I don’t believe in such a thing as ‘the one’ or a ‘soulmate’ either. I met my ex at 27 and we loved each other and were happy and had a tonne of stuff in common - same job, same friends, very similar backgrounds, same values. We totally gelled and the relationship was so easy and nice, but in retrospect we were much more, in a very literal sense, like brother and sister, or best mates. I’m not an unattractive woman and he was regularly told he was ‘batting above his average’ or ‘punching above his weight’ but I never got the feeling that we fancied each other like mad. We got married and had two kids, but the overwhelming attraction was never really there and we rarely had sex (our second child was conceived one night when I said to him after a few glasses of wine, ‘do you fancy trying for another kid’. Bam, half an hour later I was pregnant. And that was the second last time we had sex). The last time was about 2 years later and then we split up 4 years later when he finally admitted he was gay. It was a shock but not a surprise, if you know what I mean. We’re still very present in each other’s lives and he sees the kids every day and they stay at his 2 or 3 nights a week, and he’s been very generous financially. We still have long chats about nonsense when he comes round and get along very well.

My DP of 5 years makes me weak at the knees. I don’t have the same intellectual connection to him as he works in a completely different field that I don’t understand at all, though he’s probably a lot brighter than both my ex and I put together, but he’s funny and kind and incredibly ‘manly’ - big and strong and very sexually attractive to me, physically the opposite of my ex. My ideal man on paper is probably a mixture of the two, but I’m lucky to have both so present in my life. My DP and I ‘fit’ like jigsaw pieces. It’s a deeply satisfying and mature relationship and hopefully I will grow old with him. I have absolutely no interest in looking elsewhere.

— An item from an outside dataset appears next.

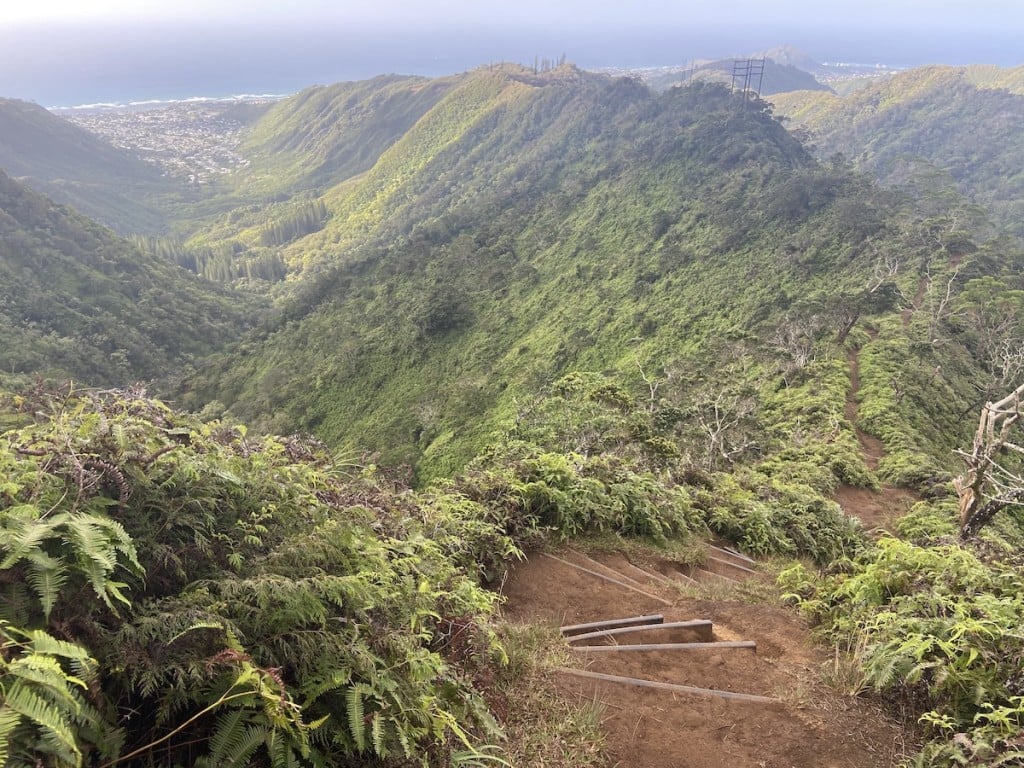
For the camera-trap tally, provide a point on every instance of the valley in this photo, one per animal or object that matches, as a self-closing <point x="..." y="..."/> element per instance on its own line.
<point x="381" y="383"/>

So no, I’ve never settled though life didn’t turn out as expected. But I’m glad I am where I am now, and especially getting to enjoy all the frequent, skilled, and enthusiastic sex 😁

KarenKuruma · 07/08/2020 08:59

@Tokyo123 I gave him an ultimatum to address certain things, over the next couple of months he made no effort to do anything about them, so I told him it was over.

itsaratrap · 07/08/2020 09:04

Very unfair to the person who’s being “settled” on.

OrangeSamphire · 07/08/2020 09:27

Amongst my friends, the only ones who ever talk about soulmates and tick boxes are the single ones.

The ones in long term relationships and marriages all seem to have followed a totally un-intellectualised process with very little navel gazing that goes something like this:

Meet someone > like them > feelings grow (either fast or slow) > spend increasing amounts of time together > move in and/maybe get married.

The only friends who ever seem to need to have conversations about whether their partner is the ‘right one’ are the ones who never seem to end up with a partner long term.

So if you want a long term relationship I’d say don’t over analyse or intellectualise it. Go on instinct.

RedNun · 07/08/2020 09:41

It's also worth pointing out in the 'settling' vs 'soulmate' debate, that romantic love is a very time- and culturally-specific idea, and that arranged or semi-arranged marriages formed by familial pre-vetting in terms of financial, educational and social compatibility and minimal 'courtship' produced marriages with similar levels of satisfaction to free-choice marriages.

snackmonster · 07/08/2020 11:28

Thanks @RedNun, that's something I've been thinking about. Most of these comments are assuming a Western social norm of monogamous love and marriage. And time certainly plays a part too. I've had two ex boyfriends of 3+ years. I could have happily married either of them if I'd met them age, say, 30, because we'd probably have had a shorter "courtship" and would be of an age where marrying was more normal and more acceptable.